Le flux des investissements internationaux a enregistré, en 2021, une baisse de 0,5% pour atteindre un montant de 1876,3 MD, contre 1885,9 MD, au cours de la même période de 2020. Ces investissements sont répartis entre 1844,8 MD d’IDE et 31,5 MD en portefeuille.
Selon l’agence de promotion de l’investissement extérieur(FIPA), les investissements de portefeuille ont enregistré une baisse de 38,9% par rapport à l’année précédente, tandis que les IDE ont enregistré des variations de 0,6% par rapport à 2020, de -25,6% par rapport à 2019 et de -32,7% par rapport à 2018.
Les investissements agricoles et dans les énergies ont enregistré respectivement une baisse de 61,9% et de 12,9% par rapport à l’année précédente.
Les IDE sont répartis à hauteur de 29,3% pour les énergies, 51,6% pour les industries manufacturières, 18,7% pour les services et 0,4% pour l’agriculture.
Le flux des IDE hors énergie enregistré au cours de l’année 2021 a permis de réaliser 502 opérations d’investissement d’une valeur totale de 1 304,3 MD permettant de créer 11 298 nouveaux postes d’emplois.
Parmi ces projets d’investissement : 81 (16%) sont relatifs à des projets de création, d’une valeur de 82,2 MD (6%) favorisant 1 448 (13%) nouveaux postes d’emplois et 421 (84%) sont relatifs à des projets d’extension d’une valeur de 1 222 MD (94%) ayant permis de créer 9 850 (87%) nouveaux postes d’emplois.
Les industries manufacturières, destinataire majeure
La ventilation sectorielle des flux entrants d’IDE dans les industries manufacturières permet de constater que 69,7% de ces investissements sont orientés vers les industries mécaniques électriques et électroniques (663,5MD).
La répartition régionale confirme la grande disparité. En effet plus de 56% des IDE sont concentrés dans les régions du Grand Tunis (735,9 MD), principalement le gouvernorat de Tunis avec 339,2 MD et la région du Nord-Est avec plus de 19% des IDE (253,1 MD).
La répartition par pays des flux entrants d’IDE, place la France en première position avec 439,4 MD soit plus de 33% du total des IDE hors énergie. L’Italie est en deuxième position avec 175,4 MD, l’Allemagne troisième avec 80,1 MD et l’Espagne quatrième avec 79,0MD.
En termes de nombre de création d’emplois, la France, l’Allemagne et l’Italie, sont classés respectivement premier, deuxième et troisième pays créateur d’emplois.

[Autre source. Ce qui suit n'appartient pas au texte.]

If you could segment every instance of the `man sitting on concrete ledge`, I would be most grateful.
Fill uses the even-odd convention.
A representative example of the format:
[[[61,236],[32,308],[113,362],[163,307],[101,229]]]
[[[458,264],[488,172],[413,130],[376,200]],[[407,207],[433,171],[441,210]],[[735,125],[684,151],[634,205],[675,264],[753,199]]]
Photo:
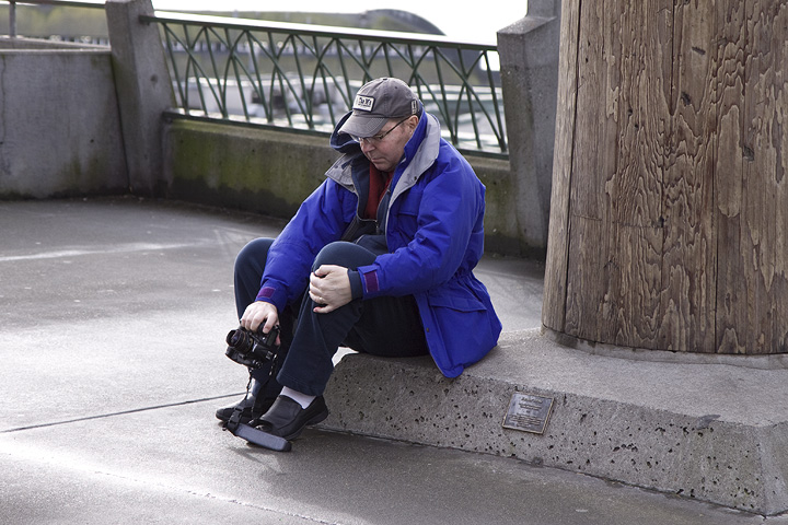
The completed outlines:
[[[252,371],[242,421],[292,440],[323,421],[339,346],[431,354],[447,377],[484,358],[501,324],[473,273],[484,249],[485,188],[410,88],[358,92],[331,145],[343,153],[276,240],[235,261],[241,326],[280,326],[275,363]]]

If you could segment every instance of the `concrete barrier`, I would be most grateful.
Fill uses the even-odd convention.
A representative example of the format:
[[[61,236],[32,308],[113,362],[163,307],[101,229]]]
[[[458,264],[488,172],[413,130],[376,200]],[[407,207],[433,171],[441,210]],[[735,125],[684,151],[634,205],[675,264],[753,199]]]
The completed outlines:
[[[0,39],[0,198],[128,190],[107,48]]]
[[[758,514],[785,512],[788,370],[716,358],[583,351],[540,330],[503,334],[454,380],[430,358],[350,354],[328,383],[332,416],[322,425],[517,457]],[[515,393],[553,398],[543,434],[502,427]]]
[[[164,129],[167,196],[288,219],[337,153],[324,136],[172,119]],[[487,187],[485,249],[520,254],[509,162],[466,155]]]

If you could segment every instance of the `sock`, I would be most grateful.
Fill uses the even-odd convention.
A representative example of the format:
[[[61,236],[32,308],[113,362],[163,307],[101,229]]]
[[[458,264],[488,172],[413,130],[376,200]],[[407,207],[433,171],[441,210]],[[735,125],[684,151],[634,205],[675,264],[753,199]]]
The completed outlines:
[[[312,401],[314,400],[314,398],[317,397],[317,396],[309,396],[306,394],[301,394],[300,392],[293,390],[292,388],[288,388],[287,386],[282,387],[282,392],[279,395],[289,397],[293,401],[301,405],[301,408],[309,408],[309,406],[312,405]]]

Ainsi, la France, l’Italie et l’Allemagne conservent leur statut de partenaire stratégique de la Tunisie.
Fort rebond dans le monde
En 2021, les flux mondiaux d’investissements directs étrangers (IDE) ont enregistré un fort rebond. Selon le Moniteur des tendances d’investissement de la CNUCED publié fin janvier, ils avaient augmenté de 77 % pour atteindre quelques 1 650 milliards de dollars, à comparer avec 929 milliards de dollars en 2020, dépassant ainsi leur niveau d’avant la COVID-19.

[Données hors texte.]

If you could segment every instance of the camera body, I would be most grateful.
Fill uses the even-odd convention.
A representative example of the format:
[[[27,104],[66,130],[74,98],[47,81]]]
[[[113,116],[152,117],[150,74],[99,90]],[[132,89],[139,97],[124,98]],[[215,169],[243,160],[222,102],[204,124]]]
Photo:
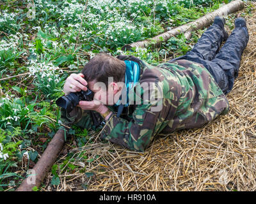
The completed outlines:
[[[71,92],[65,96],[61,96],[56,100],[58,106],[66,109],[70,113],[80,101],[91,101],[93,100],[94,93],[87,88],[87,91]]]

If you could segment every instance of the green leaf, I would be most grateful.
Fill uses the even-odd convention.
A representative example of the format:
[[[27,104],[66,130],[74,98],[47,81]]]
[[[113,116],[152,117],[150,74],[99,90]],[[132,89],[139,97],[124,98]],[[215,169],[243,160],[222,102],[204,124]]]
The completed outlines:
[[[54,175],[51,184],[56,186],[59,185],[60,184],[60,178],[58,176],[56,177],[56,175]]]
[[[36,151],[29,152],[29,157],[33,161],[35,161],[35,160],[36,159],[38,155],[38,153]]]
[[[34,186],[34,187],[32,188],[32,191],[39,191],[39,189],[38,189],[38,188],[37,187],[37,186]]]
[[[12,87],[12,89],[13,89],[14,91],[17,91],[17,92],[19,92],[19,93],[21,92],[21,89],[20,89],[20,87]]]
[[[82,187],[84,189],[86,190],[88,188],[88,184],[87,182],[84,182],[82,184]]]
[[[87,177],[87,178],[90,178],[90,177],[92,177],[94,175],[94,173],[92,172],[86,172],[86,173],[85,173],[85,175]]]
[[[44,52],[43,44],[42,43],[41,39],[36,40],[36,50],[38,54]]]

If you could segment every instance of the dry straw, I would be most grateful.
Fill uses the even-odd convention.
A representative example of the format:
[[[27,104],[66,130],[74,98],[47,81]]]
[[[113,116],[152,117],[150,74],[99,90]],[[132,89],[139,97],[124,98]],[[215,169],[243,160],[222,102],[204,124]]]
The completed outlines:
[[[76,154],[87,150],[93,161],[74,163],[81,169],[85,165],[93,176],[88,178],[79,168],[72,173],[62,171],[61,184],[52,189],[49,173],[45,182],[48,187],[43,190],[84,191],[82,184],[87,184],[88,191],[255,191],[256,3],[253,5],[252,15],[246,17],[250,38],[227,96],[228,114],[200,129],[157,136],[143,154],[99,140],[70,149]]]

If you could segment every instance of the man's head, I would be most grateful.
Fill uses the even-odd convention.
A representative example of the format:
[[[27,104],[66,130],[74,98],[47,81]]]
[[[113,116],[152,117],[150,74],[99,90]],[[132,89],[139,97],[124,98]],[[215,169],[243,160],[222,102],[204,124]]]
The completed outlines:
[[[119,82],[124,82],[125,79],[124,61],[100,53],[90,60],[81,73],[89,89],[94,92],[95,99],[108,105],[116,102],[122,89]]]

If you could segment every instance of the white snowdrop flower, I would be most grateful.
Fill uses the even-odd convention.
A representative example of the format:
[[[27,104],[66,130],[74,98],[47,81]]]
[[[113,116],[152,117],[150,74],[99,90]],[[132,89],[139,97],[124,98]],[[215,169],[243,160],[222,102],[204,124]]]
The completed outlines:
[[[4,159],[4,160],[6,160],[6,159],[9,157],[9,156],[8,154],[3,154],[2,152],[0,152],[0,158]]]
[[[11,117],[11,115],[10,115],[9,117],[6,117],[5,119],[6,120],[10,120],[10,119],[13,120],[13,118],[12,117]]]
[[[18,119],[20,119],[20,117],[17,117],[17,116],[13,116],[13,117],[14,117],[15,121],[18,120]]]
[[[19,111],[19,109],[17,108],[12,108],[12,110],[14,111],[14,113],[16,113],[16,112]]]
[[[4,160],[6,160],[7,158],[9,158],[9,155],[6,154],[4,154],[3,155]]]
[[[28,151],[23,153],[23,156],[26,156],[28,157],[28,159],[29,159],[29,155],[28,154]]]
[[[42,78],[44,78],[44,77],[45,76],[46,76],[45,73],[44,72],[43,72],[43,73],[42,73],[42,75],[41,75],[41,77],[42,77]]]

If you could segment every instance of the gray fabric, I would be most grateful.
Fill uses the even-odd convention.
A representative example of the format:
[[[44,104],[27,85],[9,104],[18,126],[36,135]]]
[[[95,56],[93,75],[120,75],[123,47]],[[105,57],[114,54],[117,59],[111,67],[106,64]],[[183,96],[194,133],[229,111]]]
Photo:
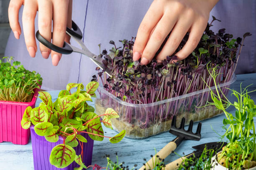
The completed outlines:
[[[130,39],[135,36],[140,22],[150,5],[152,0],[73,0],[73,20],[84,34],[84,42],[93,52],[110,49],[108,43],[113,40]],[[237,74],[256,72],[256,2],[254,0],[220,0],[211,12],[222,20],[214,22],[215,31],[225,28],[234,38],[242,37],[244,33],[253,34],[245,41],[236,70]],[[21,14],[20,21],[22,25]],[[210,21],[211,21],[211,17]],[[37,19],[35,20],[38,30]],[[38,51],[39,51],[39,46]],[[75,44],[73,41],[72,44]],[[77,53],[63,55],[57,67],[52,66],[50,58],[44,59],[40,52],[35,58],[29,57],[23,34],[20,40],[11,34],[5,50],[5,56],[12,56],[20,61],[24,67],[39,72],[44,79],[42,88],[46,90],[62,89],[69,82],[86,84],[95,72],[95,65],[88,58]]]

«La reprise des flux d’investissement vers les pays en développement est encourageante, mais la stagnation des investissements nouveaux dans les pays les moins avancés (PMA), notamment dans les industries essentielles au développement des capacités de production et des secteurs clés des objectifs de développement durable (ODD) – tels que l’électricité, l’alimentation ou la santé – est une cause majeure de préoccupation », note la Secrétaire générale de la CNUCED, Rebeca Grynspan.
Le rapport de la CNUCED révèle une forte confiance des investisseurs dans les secteurs des infrastructures, soutenue par des conditions de financement à long terme favorables, ainsi que des plans de relance et des programmes d’investissement à l’étranger.
Les opérations de financement de projets internationaux ont augmenté de 53 % en nombre et de 91 % en valeur. On relevait en particulier des hausses significatives dans la plupart des régions à revenu élevé ainsi qu’en Asie, en Amérique latine et dans les Caraïbes.
En revanche, la confiance des investisseurs dans l’industrie et les chaînes de valeur mondiales reste en berne. Les annonces de projets d’investissements entièrement nouveaux sont quasiment stables (-1% en nombre, +7% en valeur). Le nombre de nouveaux projets dans les industries à forte intensité de chaînes de valeur mondiales (CVM) telles que l’électronique diminuait encore.